Atau dia terlalu takut untuk jujur dengan perasaannya sendiri. Segala hal tentang Aurora selalu menarik dirinya untuk mengetahui wanita itu lebih dalam lagi tapi disisi lain dia hanya ingin melindungi wanita itu agar anak mereka tetap baik-baik saja. Iya setidaknya itu yang Delvian pikirkan. Aurora dengan segala kerapuhan dan juga kepolosannya.Yang membuatnya kasihan dan hanya ingin melindunginya. Logikanyya meyakini jika dia tidak mencintai wanita itu dan hanya menciinttai SSherrliin kekasihnya.

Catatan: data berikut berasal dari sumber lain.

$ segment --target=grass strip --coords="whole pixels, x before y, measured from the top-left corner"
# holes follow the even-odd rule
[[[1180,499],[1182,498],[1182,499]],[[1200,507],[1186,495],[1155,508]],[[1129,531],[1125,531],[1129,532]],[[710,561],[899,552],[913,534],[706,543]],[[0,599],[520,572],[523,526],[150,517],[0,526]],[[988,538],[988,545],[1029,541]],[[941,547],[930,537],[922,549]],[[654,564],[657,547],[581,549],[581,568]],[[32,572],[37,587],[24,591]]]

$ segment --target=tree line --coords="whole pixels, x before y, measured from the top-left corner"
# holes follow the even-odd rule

Tapi itu hanya pikirannya saja.Bagaimana dengan kata hatinya? Apakah sama?Atau justru kata hatinya berbeda. Kata hati yang takut untuk Delvian dengarkan dan ikuti. Kata hati yang selalu dia tepiskan dengan logikanya. Kata hati yang membuat logikanya bimbang. Hanya waktu yang akan bisa menjawab. Dan semoga saja ketika kata hati itu Delvian dengarkan semuanya belum terlambat untuknya. Semoga saja,karena penyesalan selalu datang terlambat. Dan waktu tida bisa diulang untuk memperbaiki segalanya. Logika dan hati yang tidak sejalan hanya akan mendatangkan kecewa dan penyesalan. Logika digunakan untuk berpikir dan hati digunakan untuk merasakan. Jika keduanya digunakan maka kita akan mendapat jawaban dari suara hati kita sendiri.